Abs. Then I must have forgot; it can’t be the same person.

Sir Anth. Jack! Jack! what think you of blooming, love-breathing seventeen?

Abs. As to that, sir, I am quite indifferent. If I can please you in the matter, ’tis all I desire.

Sir Anth. Nay, but Jack, such eyes! such eyes! so innocently wild! so bashfully irresolute! not a glance but speaks and kindles some thought of love! Then, Jack, her cheeks! her cheeks, Jack! so deeply blushing at the insinuations of her tell tale eyes! Then, Jack, her lips! O, Jack, lips smiling at their own discretion; and if not smiling, more sweetly pouting; more lovely in sullenness.

Abs. That’s she, indeed. Well done, old gentleman.

[Aside.

Sir Anth. Then, Jack, her neck! O Jack! Jack!

Abs. And which is to be mine, sir; the niece or the aunt?

Sir Anth. Why, you unfeeling, insensible puppy, I despise you! When I was of your age, such a description would have made me fly like a rocket! The aunt, indeed! Odds life! when I ran away with your mother, I would not have touched anything old or ugly to gain an empire.

Abs. Not to please your father, sir?

Sir Anth. To please my father! zounds! not to please—Oh, my father—odd so!—yes—yes; if my father indeed had desired—that’s quite another matter. Though he wa’n’t the indulgent father that I am, Jack.

Abs. I dare say not, sir.

Sir Anth. But, Jack, you are not sorry to find your mistress is so beautiful?

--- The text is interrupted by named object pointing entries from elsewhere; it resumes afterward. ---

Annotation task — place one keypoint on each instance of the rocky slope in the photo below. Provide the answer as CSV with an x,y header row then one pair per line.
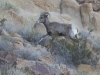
x,y
18,53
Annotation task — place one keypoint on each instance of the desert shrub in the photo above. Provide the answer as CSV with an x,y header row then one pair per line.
x,y
5,5
74,53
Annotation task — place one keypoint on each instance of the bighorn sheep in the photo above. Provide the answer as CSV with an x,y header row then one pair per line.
x,y
55,28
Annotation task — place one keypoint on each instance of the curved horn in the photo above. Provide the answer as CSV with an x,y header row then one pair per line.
x,y
44,13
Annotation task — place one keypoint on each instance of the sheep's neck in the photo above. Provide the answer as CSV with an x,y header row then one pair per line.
x,y
46,23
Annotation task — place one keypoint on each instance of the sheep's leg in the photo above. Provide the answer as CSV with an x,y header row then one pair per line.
x,y
42,38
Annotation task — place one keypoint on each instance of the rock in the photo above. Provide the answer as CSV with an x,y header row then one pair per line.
x,y
18,45
5,33
96,7
15,39
14,34
64,69
86,10
86,1
84,68
46,59
47,5
68,8
11,58
32,67
98,65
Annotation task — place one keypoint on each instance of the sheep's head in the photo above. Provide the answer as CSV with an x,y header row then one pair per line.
x,y
43,17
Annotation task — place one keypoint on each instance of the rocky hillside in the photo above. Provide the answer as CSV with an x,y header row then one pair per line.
x,y
20,55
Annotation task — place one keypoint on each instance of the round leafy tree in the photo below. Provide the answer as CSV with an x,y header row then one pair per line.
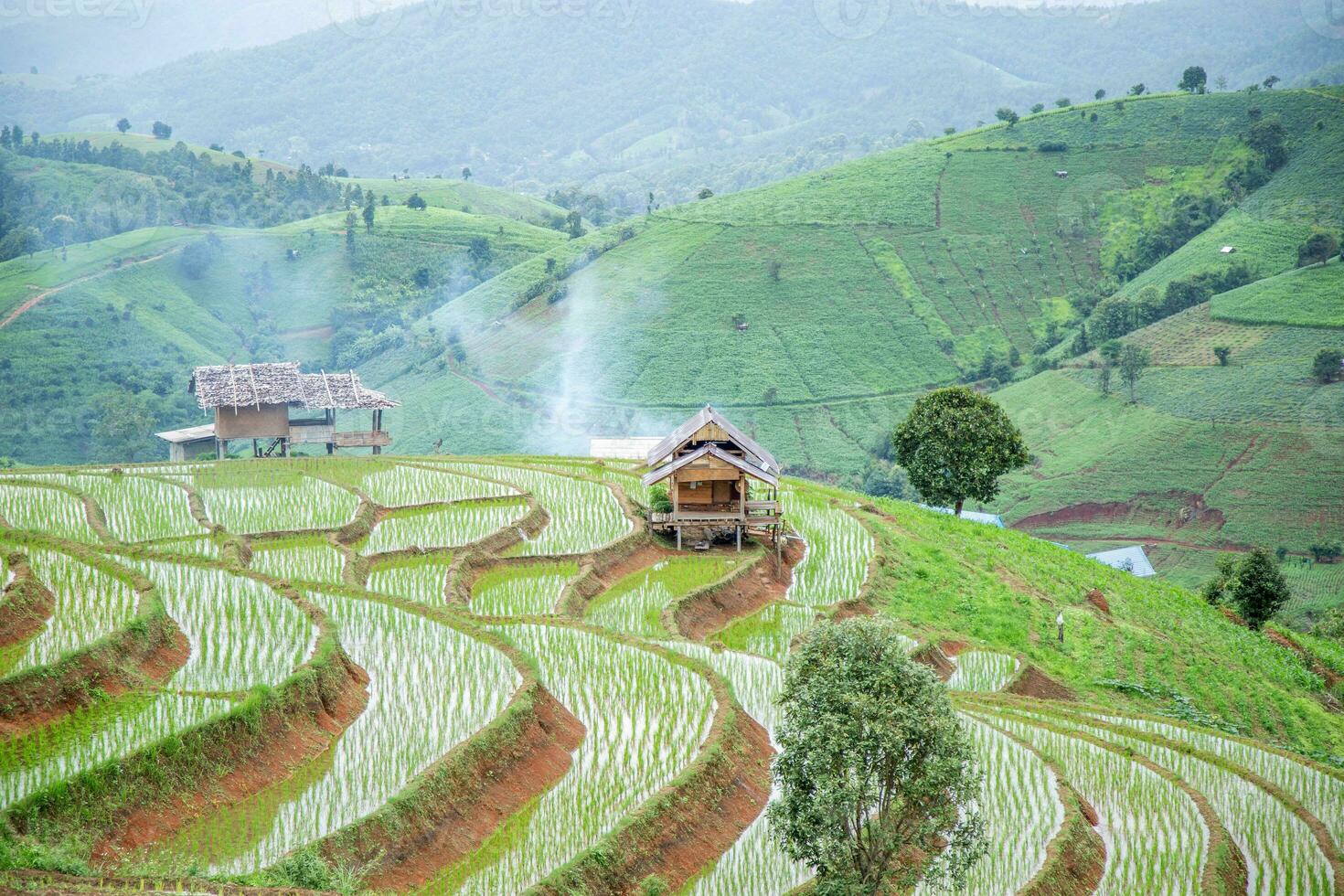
x,y
875,772
955,443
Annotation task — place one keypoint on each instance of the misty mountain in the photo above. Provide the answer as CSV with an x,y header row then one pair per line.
x,y
128,37
631,97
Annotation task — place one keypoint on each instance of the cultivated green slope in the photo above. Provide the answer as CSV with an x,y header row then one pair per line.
x,y
817,306
1307,297
109,334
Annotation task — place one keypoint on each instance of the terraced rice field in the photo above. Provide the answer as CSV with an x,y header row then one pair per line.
x,y
443,644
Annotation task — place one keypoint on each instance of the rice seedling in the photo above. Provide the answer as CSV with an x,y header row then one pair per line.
x,y
299,560
91,736
585,516
242,635
1156,841
197,547
253,498
140,509
449,527
769,632
418,578
48,511
1019,804
514,592
431,688
635,603
1281,855
411,485
981,670
645,720
754,864
1320,795
89,604
839,549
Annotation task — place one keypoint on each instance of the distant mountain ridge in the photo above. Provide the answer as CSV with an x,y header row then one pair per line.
x,y
669,97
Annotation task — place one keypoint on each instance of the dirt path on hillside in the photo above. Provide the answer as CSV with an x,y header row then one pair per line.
x,y
37,300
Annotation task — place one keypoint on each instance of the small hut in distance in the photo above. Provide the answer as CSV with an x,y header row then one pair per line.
x,y
254,402
709,466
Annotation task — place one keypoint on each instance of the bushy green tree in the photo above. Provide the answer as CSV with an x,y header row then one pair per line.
x,y
1253,584
1194,80
1133,361
1260,589
872,767
1318,249
955,443
1327,364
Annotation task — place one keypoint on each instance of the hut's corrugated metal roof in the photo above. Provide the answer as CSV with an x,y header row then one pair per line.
x,y
283,383
709,415
1132,559
746,466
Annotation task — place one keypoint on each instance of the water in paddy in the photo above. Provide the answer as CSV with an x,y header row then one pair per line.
x,y
431,688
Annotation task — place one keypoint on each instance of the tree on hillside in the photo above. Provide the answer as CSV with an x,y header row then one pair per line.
x,y
1194,80
1324,368
1318,249
874,766
369,214
955,443
1258,590
125,420
1133,360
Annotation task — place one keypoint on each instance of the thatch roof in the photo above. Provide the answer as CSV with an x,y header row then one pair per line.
x,y
682,434
283,383
712,450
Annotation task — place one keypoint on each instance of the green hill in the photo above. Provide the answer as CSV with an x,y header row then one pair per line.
x,y
111,334
818,308
188,645
1304,297
437,86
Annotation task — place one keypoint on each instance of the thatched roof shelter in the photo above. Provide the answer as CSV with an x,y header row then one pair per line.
x,y
283,383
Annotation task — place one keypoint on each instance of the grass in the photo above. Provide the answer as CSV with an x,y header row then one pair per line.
x,y
1158,655
1303,297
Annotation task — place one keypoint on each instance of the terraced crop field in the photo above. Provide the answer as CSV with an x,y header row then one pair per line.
x,y
484,676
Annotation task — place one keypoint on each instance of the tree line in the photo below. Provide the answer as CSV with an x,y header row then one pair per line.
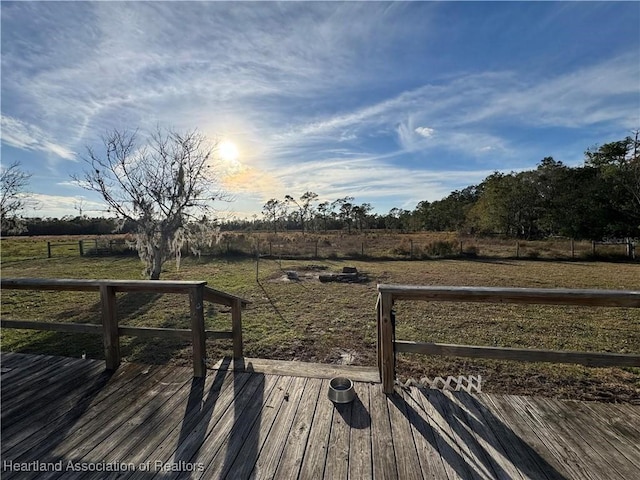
x,y
600,198
162,190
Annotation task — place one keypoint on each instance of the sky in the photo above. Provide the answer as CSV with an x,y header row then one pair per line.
x,y
391,103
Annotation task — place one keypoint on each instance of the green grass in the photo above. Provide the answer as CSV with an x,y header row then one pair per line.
x,y
320,322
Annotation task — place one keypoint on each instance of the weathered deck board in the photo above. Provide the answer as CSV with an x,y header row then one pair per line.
x,y
243,424
300,369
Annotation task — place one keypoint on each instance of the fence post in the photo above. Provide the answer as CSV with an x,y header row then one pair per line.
x,y
196,298
387,358
236,327
111,338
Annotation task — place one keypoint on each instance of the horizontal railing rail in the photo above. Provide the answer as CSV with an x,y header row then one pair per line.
x,y
110,330
388,346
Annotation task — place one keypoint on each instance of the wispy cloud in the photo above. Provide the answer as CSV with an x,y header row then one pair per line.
x,y
393,106
18,134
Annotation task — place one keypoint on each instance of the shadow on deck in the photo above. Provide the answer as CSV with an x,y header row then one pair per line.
x,y
67,418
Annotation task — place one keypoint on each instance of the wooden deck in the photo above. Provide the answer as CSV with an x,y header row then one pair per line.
x,y
61,415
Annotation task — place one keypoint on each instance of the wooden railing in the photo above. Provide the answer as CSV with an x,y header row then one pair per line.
x,y
387,345
110,330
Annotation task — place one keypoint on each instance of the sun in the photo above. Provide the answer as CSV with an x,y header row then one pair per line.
x,y
228,151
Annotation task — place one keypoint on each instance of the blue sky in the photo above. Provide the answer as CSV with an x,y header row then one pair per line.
x,y
391,103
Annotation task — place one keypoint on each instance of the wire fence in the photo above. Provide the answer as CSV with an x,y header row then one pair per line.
x,y
337,245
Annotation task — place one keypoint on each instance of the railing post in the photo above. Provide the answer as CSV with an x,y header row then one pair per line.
x,y
111,337
236,327
387,358
196,300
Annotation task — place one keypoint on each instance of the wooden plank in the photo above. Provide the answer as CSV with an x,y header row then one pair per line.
x,y
170,425
247,459
593,444
297,441
527,438
223,298
276,439
110,327
52,326
473,454
25,380
360,463
313,463
69,426
404,446
237,456
17,410
227,437
449,444
623,420
82,441
300,369
59,377
431,461
382,453
520,354
186,442
99,421
547,296
567,461
50,423
182,333
603,423
387,355
20,365
378,333
236,327
525,459
172,392
337,462
472,420
196,305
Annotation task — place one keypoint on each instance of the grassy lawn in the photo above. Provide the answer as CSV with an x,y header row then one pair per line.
x,y
331,322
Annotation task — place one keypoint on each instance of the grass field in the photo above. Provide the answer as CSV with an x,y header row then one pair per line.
x,y
333,322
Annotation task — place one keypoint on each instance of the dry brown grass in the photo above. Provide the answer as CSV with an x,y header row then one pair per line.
x,y
321,322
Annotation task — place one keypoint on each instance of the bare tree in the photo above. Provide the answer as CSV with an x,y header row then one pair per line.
x,y
13,181
165,187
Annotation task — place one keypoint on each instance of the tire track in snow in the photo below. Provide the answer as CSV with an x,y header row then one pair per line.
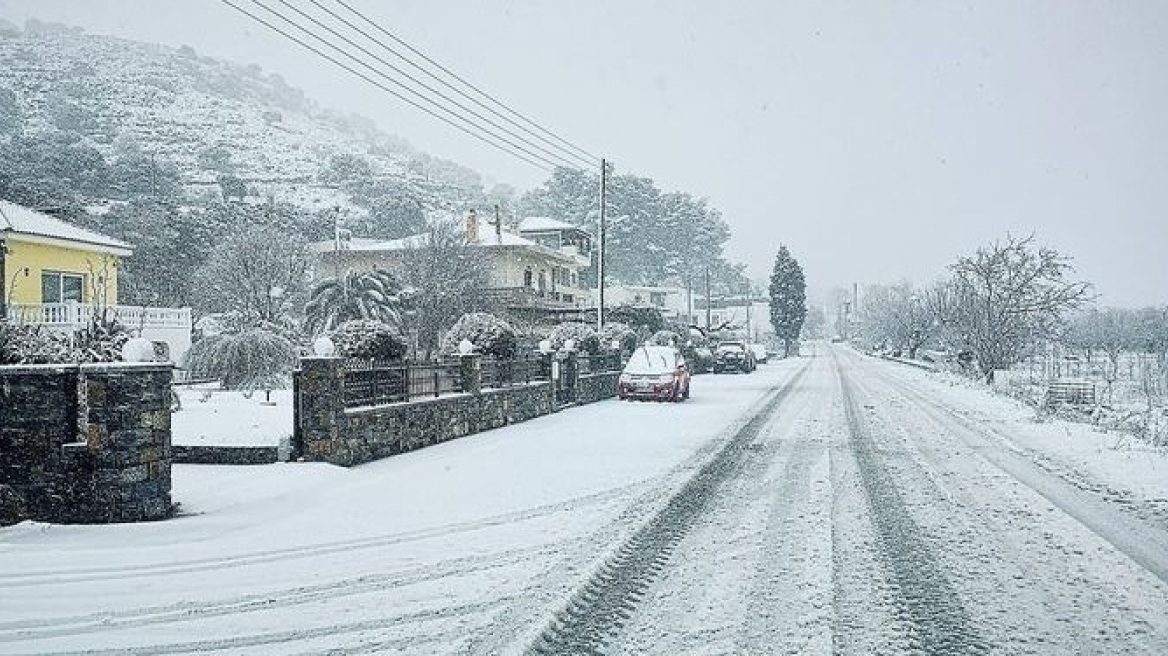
x,y
1145,545
603,604
48,577
925,599
234,644
265,601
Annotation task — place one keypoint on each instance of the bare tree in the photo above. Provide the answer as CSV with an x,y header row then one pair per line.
x,y
262,273
1008,295
445,277
902,316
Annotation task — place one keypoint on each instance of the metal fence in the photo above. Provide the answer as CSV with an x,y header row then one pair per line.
x,y
602,363
377,383
501,372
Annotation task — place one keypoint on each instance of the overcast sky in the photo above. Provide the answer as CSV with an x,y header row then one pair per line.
x,y
878,140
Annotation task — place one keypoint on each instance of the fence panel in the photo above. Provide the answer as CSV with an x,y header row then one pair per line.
x,y
372,383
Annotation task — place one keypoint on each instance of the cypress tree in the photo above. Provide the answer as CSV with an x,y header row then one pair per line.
x,y
788,297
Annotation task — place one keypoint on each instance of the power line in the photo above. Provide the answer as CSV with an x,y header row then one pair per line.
x,y
539,162
579,152
519,146
556,155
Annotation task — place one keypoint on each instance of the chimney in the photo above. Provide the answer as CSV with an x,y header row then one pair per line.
x,y
472,228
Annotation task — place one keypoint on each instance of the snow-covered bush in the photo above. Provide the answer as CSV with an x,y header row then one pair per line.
x,y
621,334
368,340
488,333
585,337
99,341
251,360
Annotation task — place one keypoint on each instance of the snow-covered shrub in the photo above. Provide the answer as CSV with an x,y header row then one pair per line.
x,y
33,344
251,360
488,333
375,295
99,341
368,340
585,337
621,334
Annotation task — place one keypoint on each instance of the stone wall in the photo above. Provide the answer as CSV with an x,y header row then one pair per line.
x,y
596,386
326,431
39,409
192,454
87,444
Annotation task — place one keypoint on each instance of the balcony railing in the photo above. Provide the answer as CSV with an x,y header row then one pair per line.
x,y
77,315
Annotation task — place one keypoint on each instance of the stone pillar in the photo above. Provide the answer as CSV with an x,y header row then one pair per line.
x,y
127,434
570,369
37,416
320,410
470,371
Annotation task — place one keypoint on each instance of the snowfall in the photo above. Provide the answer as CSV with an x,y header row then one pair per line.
x,y
468,546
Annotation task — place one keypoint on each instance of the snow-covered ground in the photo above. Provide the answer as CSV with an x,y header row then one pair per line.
x,y
211,417
870,508
454,546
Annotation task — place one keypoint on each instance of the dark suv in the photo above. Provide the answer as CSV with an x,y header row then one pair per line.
x,y
732,357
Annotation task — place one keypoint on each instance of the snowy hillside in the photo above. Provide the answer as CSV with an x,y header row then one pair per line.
x,y
207,117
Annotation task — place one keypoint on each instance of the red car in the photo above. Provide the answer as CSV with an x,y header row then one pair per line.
x,y
655,372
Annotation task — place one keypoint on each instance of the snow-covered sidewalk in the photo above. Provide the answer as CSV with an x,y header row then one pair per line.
x,y
439,543
214,417
1112,463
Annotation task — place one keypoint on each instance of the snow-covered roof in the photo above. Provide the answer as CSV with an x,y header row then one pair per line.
x,y
487,237
19,220
544,223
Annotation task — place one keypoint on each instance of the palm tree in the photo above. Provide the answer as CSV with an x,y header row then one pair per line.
x,y
360,294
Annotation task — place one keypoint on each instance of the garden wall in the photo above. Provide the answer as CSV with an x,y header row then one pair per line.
x,y
327,431
88,444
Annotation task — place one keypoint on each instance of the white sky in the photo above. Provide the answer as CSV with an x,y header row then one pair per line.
x,y
878,140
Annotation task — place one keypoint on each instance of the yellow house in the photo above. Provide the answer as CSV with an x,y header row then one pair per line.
x,y
47,262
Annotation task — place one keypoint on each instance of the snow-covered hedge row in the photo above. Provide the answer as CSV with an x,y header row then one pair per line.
x,y
585,337
488,333
368,340
101,341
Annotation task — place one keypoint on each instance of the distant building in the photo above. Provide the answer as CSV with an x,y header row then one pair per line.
x,y
671,301
533,270
56,274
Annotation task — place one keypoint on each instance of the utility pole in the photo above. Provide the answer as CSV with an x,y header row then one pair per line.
x,y
748,313
336,243
689,301
707,299
599,265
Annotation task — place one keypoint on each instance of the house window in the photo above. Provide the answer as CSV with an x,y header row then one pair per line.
x,y
57,287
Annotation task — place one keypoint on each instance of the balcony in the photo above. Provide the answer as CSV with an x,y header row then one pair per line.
x,y
527,298
77,315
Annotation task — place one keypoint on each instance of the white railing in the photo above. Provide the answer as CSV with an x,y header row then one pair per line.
x,y
76,315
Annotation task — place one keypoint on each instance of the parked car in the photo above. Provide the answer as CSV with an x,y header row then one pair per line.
x,y
702,361
732,356
655,372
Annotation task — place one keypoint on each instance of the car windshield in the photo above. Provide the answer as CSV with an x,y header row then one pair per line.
x,y
648,360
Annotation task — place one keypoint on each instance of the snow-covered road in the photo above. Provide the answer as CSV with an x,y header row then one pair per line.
x,y
822,504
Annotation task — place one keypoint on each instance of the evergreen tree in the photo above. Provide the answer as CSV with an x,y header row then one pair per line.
x,y
788,297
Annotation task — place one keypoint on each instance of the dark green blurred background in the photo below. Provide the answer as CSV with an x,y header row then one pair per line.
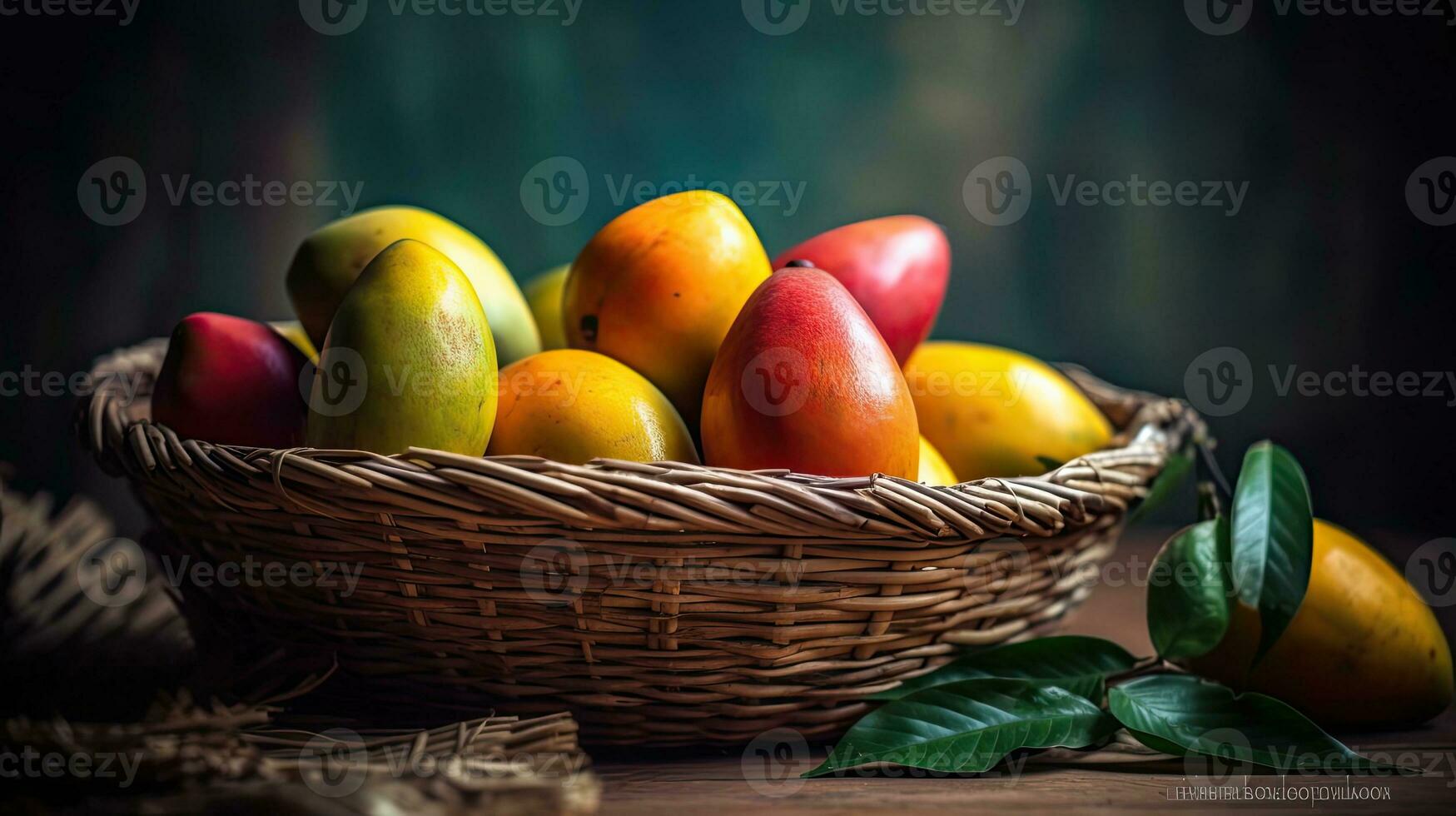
x,y
1325,117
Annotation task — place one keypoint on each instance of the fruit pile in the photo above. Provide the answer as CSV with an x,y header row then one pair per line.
x,y
670,337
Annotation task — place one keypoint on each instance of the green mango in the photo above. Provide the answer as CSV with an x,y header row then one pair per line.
x,y
408,361
330,258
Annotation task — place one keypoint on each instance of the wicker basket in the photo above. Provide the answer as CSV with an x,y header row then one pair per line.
x,y
663,604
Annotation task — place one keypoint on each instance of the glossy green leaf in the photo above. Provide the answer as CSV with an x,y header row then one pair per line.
x,y
1273,535
1189,600
1166,483
968,726
1049,462
1203,717
1072,662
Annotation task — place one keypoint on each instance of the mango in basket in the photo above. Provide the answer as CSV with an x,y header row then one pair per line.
x,y
408,361
574,406
999,413
660,285
231,381
804,381
897,267
544,295
1362,650
330,258
933,470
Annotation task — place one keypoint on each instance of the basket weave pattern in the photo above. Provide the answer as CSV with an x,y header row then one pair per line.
x,y
663,604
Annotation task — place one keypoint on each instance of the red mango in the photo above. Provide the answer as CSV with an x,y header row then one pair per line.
x,y
896,267
803,381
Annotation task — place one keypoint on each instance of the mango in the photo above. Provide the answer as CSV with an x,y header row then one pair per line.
x,y
897,267
408,361
330,258
544,296
231,381
1001,413
804,382
933,468
658,287
573,406
1362,650
293,332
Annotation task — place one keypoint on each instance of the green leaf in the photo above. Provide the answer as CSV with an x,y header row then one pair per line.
x,y
1189,592
1075,664
1273,532
968,726
1049,462
1205,717
1174,474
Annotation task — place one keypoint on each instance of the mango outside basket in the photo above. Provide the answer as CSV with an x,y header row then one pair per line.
x,y
661,604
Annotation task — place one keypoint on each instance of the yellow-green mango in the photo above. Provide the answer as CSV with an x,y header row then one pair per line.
x,y
408,361
332,256
544,293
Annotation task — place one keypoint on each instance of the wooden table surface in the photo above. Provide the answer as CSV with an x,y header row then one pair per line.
x,y
683,783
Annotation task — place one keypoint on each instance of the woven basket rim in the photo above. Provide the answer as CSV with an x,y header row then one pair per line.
x,y
1075,495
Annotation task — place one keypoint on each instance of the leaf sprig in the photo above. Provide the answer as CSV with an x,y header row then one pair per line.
x,y
1076,691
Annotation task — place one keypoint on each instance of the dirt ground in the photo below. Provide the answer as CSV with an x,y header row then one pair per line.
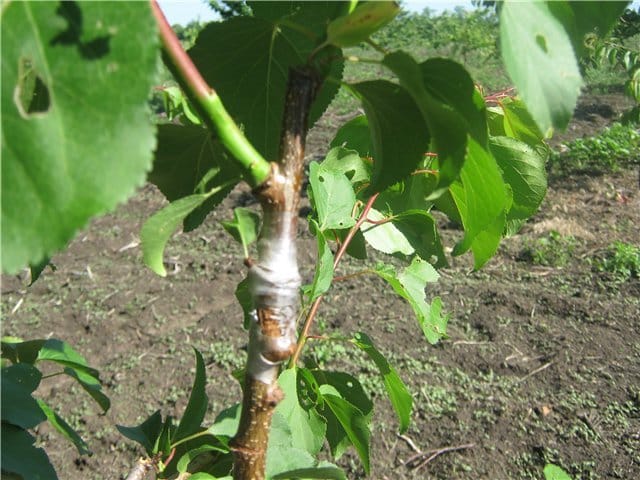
x,y
542,364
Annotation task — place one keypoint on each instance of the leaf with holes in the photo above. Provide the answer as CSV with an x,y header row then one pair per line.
x,y
62,164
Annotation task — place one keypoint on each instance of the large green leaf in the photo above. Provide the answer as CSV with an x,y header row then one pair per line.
x,y
410,284
197,406
333,197
307,426
481,199
90,145
401,399
399,135
20,456
18,406
523,169
353,421
448,102
251,54
547,77
189,161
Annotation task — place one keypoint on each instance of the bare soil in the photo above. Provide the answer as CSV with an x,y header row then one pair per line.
x,y
542,364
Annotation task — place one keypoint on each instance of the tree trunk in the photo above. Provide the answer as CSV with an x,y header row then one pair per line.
x,y
274,283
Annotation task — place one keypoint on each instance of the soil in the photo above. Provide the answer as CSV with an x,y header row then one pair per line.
x,y
542,363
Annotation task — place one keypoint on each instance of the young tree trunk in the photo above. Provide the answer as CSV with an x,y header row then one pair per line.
x,y
274,283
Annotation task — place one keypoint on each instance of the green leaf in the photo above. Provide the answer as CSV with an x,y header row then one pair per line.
x,y
197,406
225,53
399,135
547,77
227,421
400,398
481,199
354,423
448,102
64,428
17,446
362,22
244,227
307,427
186,459
282,454
323,275
553,472
410,285
189,160
384,237
18,407
157,230
146,434
349,162
322,471
523,169
62,164
354,135
333,197
76,367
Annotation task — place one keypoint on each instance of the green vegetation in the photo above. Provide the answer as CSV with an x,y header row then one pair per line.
x,y
621,260
616,147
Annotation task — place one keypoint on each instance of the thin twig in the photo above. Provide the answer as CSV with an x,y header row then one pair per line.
x,y
537,370
433,454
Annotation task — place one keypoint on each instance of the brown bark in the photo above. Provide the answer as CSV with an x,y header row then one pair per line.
x,y
274,282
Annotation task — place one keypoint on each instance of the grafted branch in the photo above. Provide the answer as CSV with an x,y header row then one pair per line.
x,y
274,282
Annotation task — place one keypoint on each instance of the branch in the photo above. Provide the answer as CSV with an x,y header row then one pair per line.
x,y
208,103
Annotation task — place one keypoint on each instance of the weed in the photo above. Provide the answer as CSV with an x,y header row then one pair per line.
x,y
621,260
616,147
554,250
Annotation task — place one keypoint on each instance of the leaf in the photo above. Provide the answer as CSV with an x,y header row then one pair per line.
x,y
62,164
307,427
333,197
449,103
189,160
348,162
410,285
282,454
354,423
384,237
523,169
18,445
400,398
186,459
227,421
18,407
399,135
251,54
362,22
244,227
146,434
547,77
322,471
481,200
323,275
197,406
76,367
553,472
354,135
157,230
64,428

Abs. Sir, I repeat it—if I please you in this affair, ’tis all I desire. Not that I think a woman the worse for being handsome; but, sir, if you please to recollect, you before hinted something about a hump or two, one eye, and a few more graces of that kind—now, without being very nice, I own I should rather choose a wife of mine to have the usual number of limbs, and a limited quantity of back: and though one eye may be very agreeable, yet as the prejudice has always run in favour of two, I would not wish to affect a singularity in that article.

Sir Anth. What a phlegmatic sot it is! Why, sirrah, you’re an anchorite!—a vile, insensible stock. You a soldier!—you’re a walking block, fit only to dust the company’s regimentals on! Odds life! I have a great mind to marry the girl myself!

Abs. I am entirely at your disposal, sir: if you should think of addressing Miss Languish yourself, I suppose you would have me marry the aunt; or if you should change your mind, and take the old lady—’tis the same to me—I’ll marry the niece.